Capítulo 25

Uma semana se passou sem qualquer outra tentativa de esfolar Celaena viva, então, embora não tivesse feito qualquer progresso com Rowan, considerou isso um sucesso. Ele cumpriu com a palavra de fazê-la trabalhar turnos dobrados na cozinha – a única vantagem era que estava tão exausta quando caía na cama que nem se lembrava de sonhar. Outro benefício, acreditava ela, era que, enquanto esfregava as louças da noite, podia ouvir as histórias de Emrys – pelas quais Luca implorava sempre, independentemente de estar chovendo.

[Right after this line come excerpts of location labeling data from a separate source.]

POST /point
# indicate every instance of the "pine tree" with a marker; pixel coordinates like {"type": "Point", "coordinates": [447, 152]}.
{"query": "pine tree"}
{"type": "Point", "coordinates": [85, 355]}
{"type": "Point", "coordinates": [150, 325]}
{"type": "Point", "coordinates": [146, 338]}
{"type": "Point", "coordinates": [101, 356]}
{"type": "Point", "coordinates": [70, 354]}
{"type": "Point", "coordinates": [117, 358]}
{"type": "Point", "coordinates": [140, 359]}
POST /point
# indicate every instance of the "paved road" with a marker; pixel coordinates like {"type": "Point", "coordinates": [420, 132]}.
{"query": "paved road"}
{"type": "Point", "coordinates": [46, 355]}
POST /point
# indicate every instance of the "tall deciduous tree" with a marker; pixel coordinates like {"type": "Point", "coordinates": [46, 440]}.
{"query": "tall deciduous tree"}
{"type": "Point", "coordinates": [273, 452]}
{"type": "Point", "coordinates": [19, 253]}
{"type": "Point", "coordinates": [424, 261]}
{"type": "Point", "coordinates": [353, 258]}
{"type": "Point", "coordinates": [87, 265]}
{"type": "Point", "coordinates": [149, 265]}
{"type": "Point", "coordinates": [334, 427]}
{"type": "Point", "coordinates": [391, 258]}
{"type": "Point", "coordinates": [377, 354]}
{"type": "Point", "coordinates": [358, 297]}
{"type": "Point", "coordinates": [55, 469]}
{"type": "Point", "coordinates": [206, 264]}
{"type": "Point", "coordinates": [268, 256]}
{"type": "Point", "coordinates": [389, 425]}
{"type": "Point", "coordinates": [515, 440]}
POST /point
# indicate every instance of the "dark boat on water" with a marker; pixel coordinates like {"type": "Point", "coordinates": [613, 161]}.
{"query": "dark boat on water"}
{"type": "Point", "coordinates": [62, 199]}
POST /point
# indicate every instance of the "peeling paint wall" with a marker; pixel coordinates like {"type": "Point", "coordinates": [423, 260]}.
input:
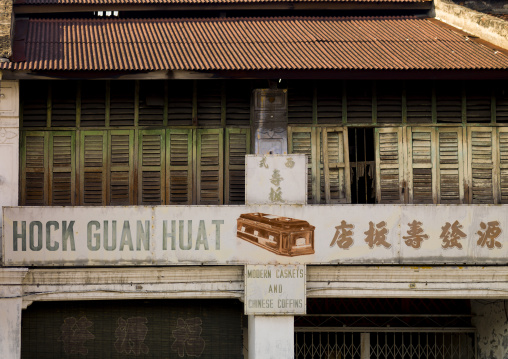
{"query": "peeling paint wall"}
{"type": "Point", "coordinates": [5, 28]}
{"type": "Point", "coordinates": [486, 27]}
{"type": "Point", "coordinates": [490, 317]}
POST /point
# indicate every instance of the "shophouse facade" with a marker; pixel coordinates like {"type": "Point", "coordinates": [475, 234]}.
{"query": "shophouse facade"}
{"type": "Point", "coordinates": [149, 160]}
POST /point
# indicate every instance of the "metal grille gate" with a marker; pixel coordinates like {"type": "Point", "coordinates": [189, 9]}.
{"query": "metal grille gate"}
{"type": "Point", "coordinates": [390, 343]}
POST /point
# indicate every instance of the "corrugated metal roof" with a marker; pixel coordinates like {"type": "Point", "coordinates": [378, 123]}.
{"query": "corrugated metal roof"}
{"type": "Point", "coordinates": [390, 43]}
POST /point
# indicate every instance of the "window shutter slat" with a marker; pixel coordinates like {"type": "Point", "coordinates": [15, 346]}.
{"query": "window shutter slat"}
{"type": "Point", "coordinates": [389, 161]}
{"type": "Point", "coordinates": [300, 142]}
{"type": "Point", "coordinates": [450, 166]}
{"type": "Point", "coordinates": [34, 154]}
{"type": "Point", "coordinates": [420, 160]}
{"type": "Point", "coordinates": [503, 164]}
{"type": "Point", "coordinates": [335, 164]}
{"type": "Point", "coordinates": [121, 144]}
{"type": "Point", "coordinates": [237, 146]}
{"type": "Point", "coordinates": [209, 166]}
{"type": "Point", "coordinates": [151, 167]}
{"type": "Point", "coordinates": [93, 168]}
{"type": "Point", "coordinates": [62, 167]}
{"type": "Point", "coordinates": [179, 166]}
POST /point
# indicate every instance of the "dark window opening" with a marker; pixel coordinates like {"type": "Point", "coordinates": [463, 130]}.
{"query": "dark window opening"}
{"type": "Point", "coordinates": [362, 165]}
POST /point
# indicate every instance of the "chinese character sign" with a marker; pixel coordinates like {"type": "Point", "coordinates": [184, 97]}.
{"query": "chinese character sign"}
{"type": "Point", "coordinates": [276, 179]}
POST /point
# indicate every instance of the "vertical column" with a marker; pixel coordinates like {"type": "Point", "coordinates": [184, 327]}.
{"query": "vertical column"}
{"type": "Point", "coordinates": [271, 337]}
{"type": "Point", "coordinates": [9, 144]}
{"type": "Point", "coordinates": [10, 314]}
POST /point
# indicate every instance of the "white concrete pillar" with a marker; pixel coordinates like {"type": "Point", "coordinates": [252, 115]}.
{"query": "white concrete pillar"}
{"type": "Point", "coordinates": [271, 337]}
{"type": "Point", "coordinates": [9, 145]}
{"type": "Point", "coordinates": [10, 311]}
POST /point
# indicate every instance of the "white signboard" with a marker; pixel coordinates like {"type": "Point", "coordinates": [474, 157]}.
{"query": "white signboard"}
{"type": "Point", "coordinates": [276, 179]}
{"type": "Point", "coordinates": [275, 289]}
{"type": "Point", "coordinates": [264, 234]}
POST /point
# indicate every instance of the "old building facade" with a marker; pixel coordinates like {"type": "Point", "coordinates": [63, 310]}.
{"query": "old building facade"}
{"type": "Point", "coordinates": [132, 133]}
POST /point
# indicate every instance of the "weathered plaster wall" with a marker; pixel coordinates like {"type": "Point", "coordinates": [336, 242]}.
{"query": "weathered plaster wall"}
{"type": "Point", "coordinates": [5, 28]}
{"type": "Point", "coordinates": [486, 27]}
{"type": "Point", "coordinates": [490, 320]}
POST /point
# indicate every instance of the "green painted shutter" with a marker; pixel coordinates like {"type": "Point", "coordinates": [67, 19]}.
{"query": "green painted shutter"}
{"type": "Point", "coordinates": [237, 146]}
{"type": "Point", "coordinates": [34, 169]}
{"type": "Point", "coordinates": [209, 163]}
{"type": "Point", "coordinates": [179, 166]}
{"type": "Point", "coordinates": [389, 165]}
{"type": "Point", "coordinates": [450, 165]}
{"type": "Point", "coordinates": [62, 163]}
{"type": "Point", "coordinates": [481, 142]}
{"type": "Point", "coordinates": [121, 164]}
{"type": "Point", "coordinates": [335, 165]}
{"type": "Point", "coordinates": [421, 171]}
{"type": "Point", "coordinates": [151, 167]}
{"type": "Point", "coordinates": [302, 141]}
{"type": "Point", "coordinates": [93, 168]}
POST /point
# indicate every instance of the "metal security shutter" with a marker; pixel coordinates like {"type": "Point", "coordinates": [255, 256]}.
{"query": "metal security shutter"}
{"type": "Point", "coordinates": [123, 329]}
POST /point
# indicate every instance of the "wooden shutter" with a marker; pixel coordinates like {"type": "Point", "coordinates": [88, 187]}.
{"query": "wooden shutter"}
{"type": "Point", "coordinates": [34, 169]}
{"type": "Point", "coordinates": [62, 163]}
{"type": "Point", "coordinates": [389, 165]}
{"type": "Point", "coordinates": [481, 142]}
{"type": "Point", "coordinates": [450, 165]}
{"type": "Point", "coordinates": [302, 141]}
{"type": "Point", "coordinates": [151, 167]}
{"type": "Point", "coordinates": [237, 146]}
{"type": "Point", "coordinates": [503, 164]}
{"type": "Point", "coordinates": [93, 168]}
{"type": "Point", "coordinates": [121, 163]}
{"type": "Point", "coordinates": [335, 163]}
{"type": "Point", "coordinates": [179, 166]}
{"type": "Point", "coordinates": [421, 165]}
{"type": "Point", "coordinates": [209, 173]}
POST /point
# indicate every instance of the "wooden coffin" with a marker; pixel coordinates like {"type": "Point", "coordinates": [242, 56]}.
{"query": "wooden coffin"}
{"type": "Point", "coordinates": [281, 235]}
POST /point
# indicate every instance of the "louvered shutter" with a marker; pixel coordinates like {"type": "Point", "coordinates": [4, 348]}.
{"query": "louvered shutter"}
{"type": "Point", "coordinates": [151, 167]}
{"type": "Point", "coordinates": [209, 166]}
{"type": "Point", "coordinates": [503, 164]}
{"type": "Point", "coordinates": [389, 165]}
{"type": "Point", "coordinates": [34, 169]}
{"type": "Point", "coordinates": [335, 163]}
{"type": "Point", "coordinates": [301, 140]}
{"type": "Point", "coordinates": [450, 165]}
{"type": "Point", "coordinates": [481, 161]}
{"type": "Point", "coordinates": [422, 178]}
{"type": "Point", "coordinates": [179, 143]}
{"type": "Point", "coordinates": [237, 146]}
{"type": "Point", "coordinates": [93, 168]}
{"type": "Point", "coordinates": [62, 162]}
{"type": "Point", "coordinates": [121, 151]}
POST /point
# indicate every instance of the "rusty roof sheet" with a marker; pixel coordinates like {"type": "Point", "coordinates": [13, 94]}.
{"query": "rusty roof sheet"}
{"type": "Point", "coordinates": [377, 43]}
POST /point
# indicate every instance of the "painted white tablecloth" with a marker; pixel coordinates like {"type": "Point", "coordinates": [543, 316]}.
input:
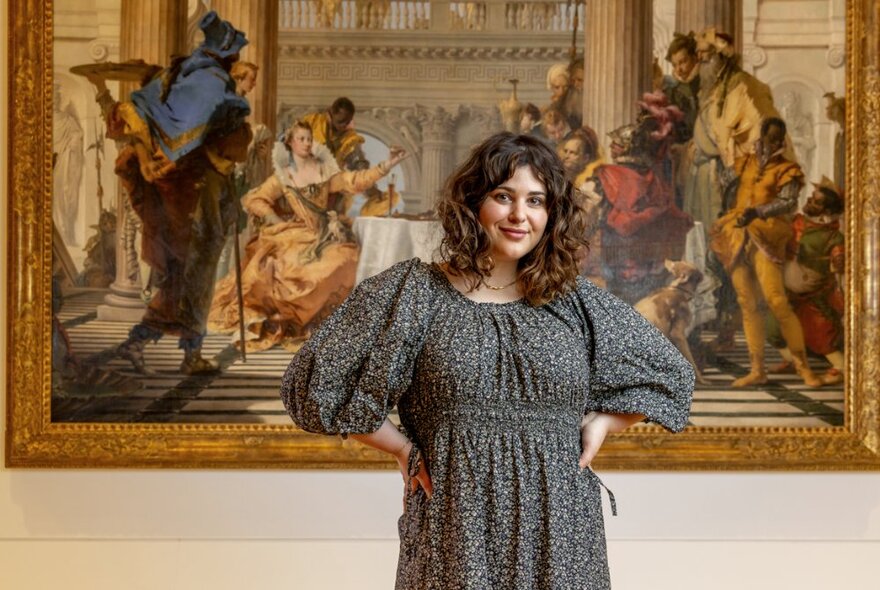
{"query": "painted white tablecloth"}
{"type": "Point", "coordinates": [385, 241]}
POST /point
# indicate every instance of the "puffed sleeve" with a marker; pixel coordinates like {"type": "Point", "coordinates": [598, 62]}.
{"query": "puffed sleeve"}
{"type": "Point", "coordinates": [634, 368]}
{"type": "Point", "coordinates": [351, 372]}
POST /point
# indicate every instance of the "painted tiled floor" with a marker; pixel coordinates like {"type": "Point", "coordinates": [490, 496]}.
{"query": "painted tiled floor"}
{"type": "Point", "coordinates": [248, 393]}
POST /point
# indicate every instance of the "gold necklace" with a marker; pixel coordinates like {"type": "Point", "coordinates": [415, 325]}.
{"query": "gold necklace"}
{"type": "Point", "coordinates": [510, 284]}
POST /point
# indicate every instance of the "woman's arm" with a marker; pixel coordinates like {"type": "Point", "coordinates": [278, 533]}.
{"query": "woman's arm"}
{"type": "Point", "coordinates": [595, 426]}
{"type": "Point", "coordinates": [390, 440]}
{"type": "Point", "coordinates": [361, 180]}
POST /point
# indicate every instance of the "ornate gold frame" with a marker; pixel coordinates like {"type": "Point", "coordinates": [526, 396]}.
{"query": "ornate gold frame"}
{"type": "Point", "coordinates": [32, 440]}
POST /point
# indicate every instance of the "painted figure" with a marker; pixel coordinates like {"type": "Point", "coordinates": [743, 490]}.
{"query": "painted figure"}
{"type": "Point", "coordinates": [248, 175]}
{"type": "Point", "coordinates": [185, 130]}
{"type": "Point", "coordinates": [67, 143]}
{"type": "Point", "coordinates": [813, 278]}
{"type": "Point", "coordinates": [302, 263]}
{"type": "Point", "coordinates": [573, 102]}
{"type": "Point", "coordinates": [750, 241]}
{"type": "Point", "coordinates": [731, 106]}
{"type": "Point", "coordinates": [530, 121]}
{"type": "Point", "coordinates": [683, 87]}
{"type": "Point", "coordinates": [580, 155]}
{"type": "Point", "coordinates": [641, 226]}
{"type": "Point", "coordinates": [335, 129]}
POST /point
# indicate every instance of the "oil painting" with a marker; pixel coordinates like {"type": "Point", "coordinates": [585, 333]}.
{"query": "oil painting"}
{"type": "Point", "coordinates": [188, 253]}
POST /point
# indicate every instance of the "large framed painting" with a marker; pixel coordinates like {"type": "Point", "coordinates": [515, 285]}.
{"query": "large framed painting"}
{"type": "Point", "coordinates": [166, 260]}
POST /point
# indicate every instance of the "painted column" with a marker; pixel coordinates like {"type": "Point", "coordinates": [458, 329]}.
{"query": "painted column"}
{"type": "Point", "coordinates": [151, 30]}
{"type": "Point", "coordinates": [438, 127]}
{"type": "Point", "coordinates": [258, 19]}
{"type": "Point", "coordinates": [618, 54]}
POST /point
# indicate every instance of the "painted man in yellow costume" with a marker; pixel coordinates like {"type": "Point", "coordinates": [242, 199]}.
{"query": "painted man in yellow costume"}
{"type": "Point", "coordinates": [750, 241]}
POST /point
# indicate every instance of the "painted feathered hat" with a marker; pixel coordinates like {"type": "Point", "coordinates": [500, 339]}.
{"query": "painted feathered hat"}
{"type": "Point", "coordinates": [221, 38]}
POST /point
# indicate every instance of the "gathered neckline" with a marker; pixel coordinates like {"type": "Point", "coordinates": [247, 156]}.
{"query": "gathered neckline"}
{"type": "Point", "coordinates": [447, 284]}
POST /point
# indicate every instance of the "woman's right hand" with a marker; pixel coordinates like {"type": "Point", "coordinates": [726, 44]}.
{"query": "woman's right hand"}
{"type": "Point", "coordinates": [422, 477]}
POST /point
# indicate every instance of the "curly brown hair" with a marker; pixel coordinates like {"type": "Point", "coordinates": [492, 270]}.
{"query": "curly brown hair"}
{"type": "Point", "coordinates": [550, 269]}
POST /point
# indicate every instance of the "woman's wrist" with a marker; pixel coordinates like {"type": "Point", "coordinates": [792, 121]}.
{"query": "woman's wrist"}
{"type": "Point", "coordinates": [613, 423]}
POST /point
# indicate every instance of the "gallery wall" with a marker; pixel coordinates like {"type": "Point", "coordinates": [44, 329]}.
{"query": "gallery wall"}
{"type": "Point", "coordinates": [174, 530]}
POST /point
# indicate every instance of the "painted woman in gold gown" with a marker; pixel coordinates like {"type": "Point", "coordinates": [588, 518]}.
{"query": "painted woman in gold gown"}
{"type": "Point", "coordinates": [302, 263]}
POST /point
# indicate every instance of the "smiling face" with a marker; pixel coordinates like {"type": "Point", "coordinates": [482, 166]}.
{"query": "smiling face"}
{"type": "Point", "coordinates": [340, 120]}
{"type": "Point", "coordinates": [246, 83]}
{"type": "Point", "coordinates": [301, 142]}
{"type": "Point", "coordinates": [773, 139]}
{"type": "Point", "coordinates": [683, 63]}
{"type": "Point", "coordinates": [573, 155]}
{"type": "Point", "coordinates": [558, 86]}
{"type": "Point", "coordinates": [514, 215]}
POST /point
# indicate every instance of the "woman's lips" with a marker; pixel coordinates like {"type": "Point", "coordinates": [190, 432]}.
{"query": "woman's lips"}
{"type": "Point", "coordinates": [514, 234]}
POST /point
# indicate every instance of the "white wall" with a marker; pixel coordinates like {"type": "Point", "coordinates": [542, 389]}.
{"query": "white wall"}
{"type": "Point", "coordinates": [175, 530]}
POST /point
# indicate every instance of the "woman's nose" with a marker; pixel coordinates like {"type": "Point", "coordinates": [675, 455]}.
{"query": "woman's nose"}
{"type": "Point", "coordinates": [517, 211]}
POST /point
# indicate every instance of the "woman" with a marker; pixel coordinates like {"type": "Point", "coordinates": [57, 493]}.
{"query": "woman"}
{"type": "Point", "coordinates": [302, 263]}
{"type": "Point", "coordinates": [508, 371]}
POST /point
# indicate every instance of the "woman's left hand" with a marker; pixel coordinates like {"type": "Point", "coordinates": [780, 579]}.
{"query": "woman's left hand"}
{"type": "Point", "coordinates": [595, 426]}
{"type": "Point", "coordinates": [594, 429]}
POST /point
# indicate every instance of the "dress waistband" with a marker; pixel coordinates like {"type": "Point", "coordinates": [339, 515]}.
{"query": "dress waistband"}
{"type": "Point", "coordinates": [510, 414]}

Apesar do que acontecera com os skinwalkers, Celaena não parecia nada perto de dominar a mudança de forma. Embora Rowan tivesse oferecido o manto naquela noite ao lado do rio, a manhã seguinte os levara de volta às aversões habituais e repetitivas. Ódio parecia uma palavra forte, pois não podia odiar alguém que a salvara, mas aversão se encaixava muito bem. Para ela, não importava muito se Rowan estava mais para o ódio ou para a aversão, mas ganhar a aprovação dele para entrar em Doranelle estava, sem dúvida, muito, muito longe.
Todo dia, o guerreiro levava Celaena às ruínas do templo; longe o suficiente para que não incinerasse ninguém caso conseguisse se transformar e perdesse o controle da magia no processo. Tudo – tudo – dependia daquele comando: mude. Mas a lembrança da sensação da magia saindo de dentro dela, ameaçando engolir Celaena e o mundo inteiro, a assombrava, tanto acordada como dormindo. Era quase tão ruim quanto ficar eternamente sentada.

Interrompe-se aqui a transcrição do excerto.